The album is split into two parts.  The first part has three lengthy pieces that the composer says fall into his “abstract” work.  Quoting him… “By abstract, I mean works that have no other subject than the music itself and which unfold solely along sonic criteria; rhythmical motifs; variations in density, intensity, material, shape; studies on how to occupy space; etc.  They do not imply any metaphor.  My figurative works, on the other hand, are those that are inspired by a non-musical theme, be it from poetry, literature, psychoanalysis, etc.”  The second half of the album are shorter pieces and are all dedicated to his fellow Acousmatic voyagers.

The first piece is Phoenix XXI, named because he once again used samples from very old recordings and “reanimated” them (the Phoenix rising from the ashes) with present-day technology.  The ambiguity of sounds here is in full force.  After Dhomont’s sonic sorcery, these “very old” recordings sound very 21st century.  There is a highly polished gleam to this piece that evokes images of a Blade Runner-esqe tableau replete with gleaming chrome androids, flying cars, alien shaped drones, and any number of Speculative Fiction tropes your brain can spin up.  It’s hard to imagine that these were once organic sounds as this piece sounds completely synthesized.  An unhinged Tangerine Dream or Klaus Schultz will get you to the general vicinity, but Phoenix XXI will take you further, much much further.  Because of this high-tech sheen, this piece and others on this album stand in contrast to anything I’ve heard from him before.  The organic way of stitching sounds together is a constant throughout his catalog but nothing sounds quite as “glistening” as Images nomades.

Here is the work being diffused on the St. Petersburg Acousmonium of all things.  If the music isn’t your thing, that’s fine…but at least geek out on the sound system rig (man)!

The second longer work is Machin de machine, dedicated to Conlon Nancarrow.  This is yet another feast for the ears.  An Acousmatic drum solo perhaps?  Maybe, but (insert favorite drummer here) would need to be neurally linked to a hallucinogenic stew to even come close to this.  The dedication makes total sense as no human, augmented or otherwise would ever be able to play this.

The third piece, Perpetuum mobile (Pluies fantômes) acts as a companion piece to Phoenix XXI and everything I mentioned above can be carried over to this towering monolith of the George Jetson age.  Taken together, these 3 pieces provide roughly 35 minutes of aural astonishment.  At this point, I certainly wouldn’t criticize you for ending the journey since your head would surely be busting with sounds and images…however, if your ears have the gumption and the backbone to continue, there are nine shorter works each dedicated to another Acousmatic composer.  Even without knowing who the dedications were on some of these (had to check the liner notes) these shorter works succeeded for me and taken as a whole, this second half of the album is very much the equal of the first.  If anything, the general mood is darker, and the concise nature of each work can barely contain the ideas that are explored within.

Images nomades is an exhausting, exhilarating, and highly rewarding listening experience.
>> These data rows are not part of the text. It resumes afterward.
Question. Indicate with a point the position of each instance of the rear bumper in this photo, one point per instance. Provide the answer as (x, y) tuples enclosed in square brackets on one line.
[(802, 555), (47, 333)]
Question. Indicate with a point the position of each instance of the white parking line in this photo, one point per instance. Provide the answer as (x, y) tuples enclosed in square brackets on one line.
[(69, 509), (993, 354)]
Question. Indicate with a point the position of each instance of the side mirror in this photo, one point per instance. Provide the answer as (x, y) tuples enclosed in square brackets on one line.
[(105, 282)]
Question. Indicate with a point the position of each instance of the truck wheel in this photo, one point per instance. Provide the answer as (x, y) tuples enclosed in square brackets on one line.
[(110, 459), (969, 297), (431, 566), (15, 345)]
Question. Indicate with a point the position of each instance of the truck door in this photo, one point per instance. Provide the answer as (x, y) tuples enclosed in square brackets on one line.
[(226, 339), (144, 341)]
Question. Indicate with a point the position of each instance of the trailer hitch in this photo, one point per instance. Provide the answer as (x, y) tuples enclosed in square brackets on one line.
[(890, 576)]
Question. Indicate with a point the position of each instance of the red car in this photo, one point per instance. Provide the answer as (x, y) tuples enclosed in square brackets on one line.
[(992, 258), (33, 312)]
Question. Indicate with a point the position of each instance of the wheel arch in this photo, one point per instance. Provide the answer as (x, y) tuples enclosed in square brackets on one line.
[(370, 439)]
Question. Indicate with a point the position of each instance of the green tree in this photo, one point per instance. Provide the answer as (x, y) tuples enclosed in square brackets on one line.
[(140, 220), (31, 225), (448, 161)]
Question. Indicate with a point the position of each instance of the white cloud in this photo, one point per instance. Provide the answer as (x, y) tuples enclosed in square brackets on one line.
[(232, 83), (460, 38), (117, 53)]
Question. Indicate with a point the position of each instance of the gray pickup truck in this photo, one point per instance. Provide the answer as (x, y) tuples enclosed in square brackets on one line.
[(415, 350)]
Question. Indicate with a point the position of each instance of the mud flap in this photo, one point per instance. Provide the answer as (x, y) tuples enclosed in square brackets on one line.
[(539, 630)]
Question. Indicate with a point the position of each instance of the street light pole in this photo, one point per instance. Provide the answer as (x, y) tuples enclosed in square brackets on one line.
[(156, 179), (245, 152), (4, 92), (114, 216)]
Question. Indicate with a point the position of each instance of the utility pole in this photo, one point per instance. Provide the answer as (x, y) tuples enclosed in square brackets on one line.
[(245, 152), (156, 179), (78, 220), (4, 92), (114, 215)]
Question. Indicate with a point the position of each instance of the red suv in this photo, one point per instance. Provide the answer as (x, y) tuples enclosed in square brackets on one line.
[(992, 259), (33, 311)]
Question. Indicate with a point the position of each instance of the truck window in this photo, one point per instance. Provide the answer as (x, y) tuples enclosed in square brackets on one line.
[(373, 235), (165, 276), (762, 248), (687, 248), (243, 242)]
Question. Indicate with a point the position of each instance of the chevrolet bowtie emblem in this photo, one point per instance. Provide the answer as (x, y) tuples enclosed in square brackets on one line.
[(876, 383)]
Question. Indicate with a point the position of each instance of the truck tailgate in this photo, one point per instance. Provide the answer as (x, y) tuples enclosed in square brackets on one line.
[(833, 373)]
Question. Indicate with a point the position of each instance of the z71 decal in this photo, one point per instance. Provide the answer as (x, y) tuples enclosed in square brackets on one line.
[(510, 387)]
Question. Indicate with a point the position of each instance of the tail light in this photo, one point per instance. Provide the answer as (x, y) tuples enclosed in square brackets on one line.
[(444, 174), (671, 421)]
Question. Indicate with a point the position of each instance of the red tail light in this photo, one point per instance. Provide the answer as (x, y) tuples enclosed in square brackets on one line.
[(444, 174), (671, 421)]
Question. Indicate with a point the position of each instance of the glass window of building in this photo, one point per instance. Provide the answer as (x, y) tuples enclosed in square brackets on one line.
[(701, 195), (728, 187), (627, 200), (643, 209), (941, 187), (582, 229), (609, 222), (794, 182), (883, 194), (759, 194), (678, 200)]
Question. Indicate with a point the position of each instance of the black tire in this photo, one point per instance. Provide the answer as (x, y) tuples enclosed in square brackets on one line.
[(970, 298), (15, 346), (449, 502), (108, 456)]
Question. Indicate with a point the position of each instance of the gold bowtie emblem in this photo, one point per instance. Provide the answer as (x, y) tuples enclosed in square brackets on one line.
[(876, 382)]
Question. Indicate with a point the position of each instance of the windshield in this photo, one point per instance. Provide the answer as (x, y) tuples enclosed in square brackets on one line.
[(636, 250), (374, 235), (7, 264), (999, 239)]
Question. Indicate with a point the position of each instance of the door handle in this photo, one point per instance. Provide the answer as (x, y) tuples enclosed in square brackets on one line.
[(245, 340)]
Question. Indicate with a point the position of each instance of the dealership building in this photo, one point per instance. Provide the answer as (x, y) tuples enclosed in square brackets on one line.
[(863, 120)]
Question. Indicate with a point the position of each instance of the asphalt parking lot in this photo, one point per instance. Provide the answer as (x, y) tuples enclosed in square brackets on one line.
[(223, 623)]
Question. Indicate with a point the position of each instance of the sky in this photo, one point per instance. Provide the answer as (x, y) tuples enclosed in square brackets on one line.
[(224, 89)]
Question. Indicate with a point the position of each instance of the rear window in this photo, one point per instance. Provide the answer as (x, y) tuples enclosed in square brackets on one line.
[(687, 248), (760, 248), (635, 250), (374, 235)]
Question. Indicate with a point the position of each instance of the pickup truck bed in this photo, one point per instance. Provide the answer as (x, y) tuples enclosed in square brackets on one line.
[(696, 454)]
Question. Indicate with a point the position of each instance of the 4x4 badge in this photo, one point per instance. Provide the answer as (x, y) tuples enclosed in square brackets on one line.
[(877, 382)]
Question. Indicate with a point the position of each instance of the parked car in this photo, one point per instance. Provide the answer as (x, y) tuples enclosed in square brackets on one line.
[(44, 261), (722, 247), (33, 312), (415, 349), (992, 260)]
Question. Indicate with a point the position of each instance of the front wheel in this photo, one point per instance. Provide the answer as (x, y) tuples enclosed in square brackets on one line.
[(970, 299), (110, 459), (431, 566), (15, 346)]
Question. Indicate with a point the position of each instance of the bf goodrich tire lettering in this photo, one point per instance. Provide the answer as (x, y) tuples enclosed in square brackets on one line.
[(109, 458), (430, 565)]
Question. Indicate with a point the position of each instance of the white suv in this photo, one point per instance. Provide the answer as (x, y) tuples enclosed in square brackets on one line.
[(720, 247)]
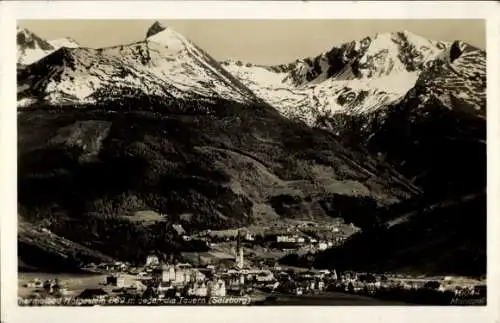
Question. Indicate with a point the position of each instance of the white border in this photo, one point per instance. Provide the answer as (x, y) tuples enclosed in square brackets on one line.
[(236, 10)]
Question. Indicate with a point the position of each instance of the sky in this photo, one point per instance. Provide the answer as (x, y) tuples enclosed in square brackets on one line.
[(257, 41)]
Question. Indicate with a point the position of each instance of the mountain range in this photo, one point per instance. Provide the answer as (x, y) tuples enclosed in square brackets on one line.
[(393, 121)]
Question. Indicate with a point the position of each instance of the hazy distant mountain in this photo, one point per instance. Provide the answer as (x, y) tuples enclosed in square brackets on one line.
[(355, 78), (64, 42), (31, 48)]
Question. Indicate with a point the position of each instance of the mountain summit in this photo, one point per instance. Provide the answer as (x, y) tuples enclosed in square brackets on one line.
[(164, 66), (154, 29)]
The fact that Francis Dhomont, who is now in his mid-nineties and is still advancing this sonic art form is a gift that should not be taken lightly.  He is considered a giant in this field and rightfully so.  These two albums are just a small example of his catalog.  If you are interested and want to check out more, I would suggest just spinning the wheel and throwing a dart.  Wherever it lands is a worthwhile starting place.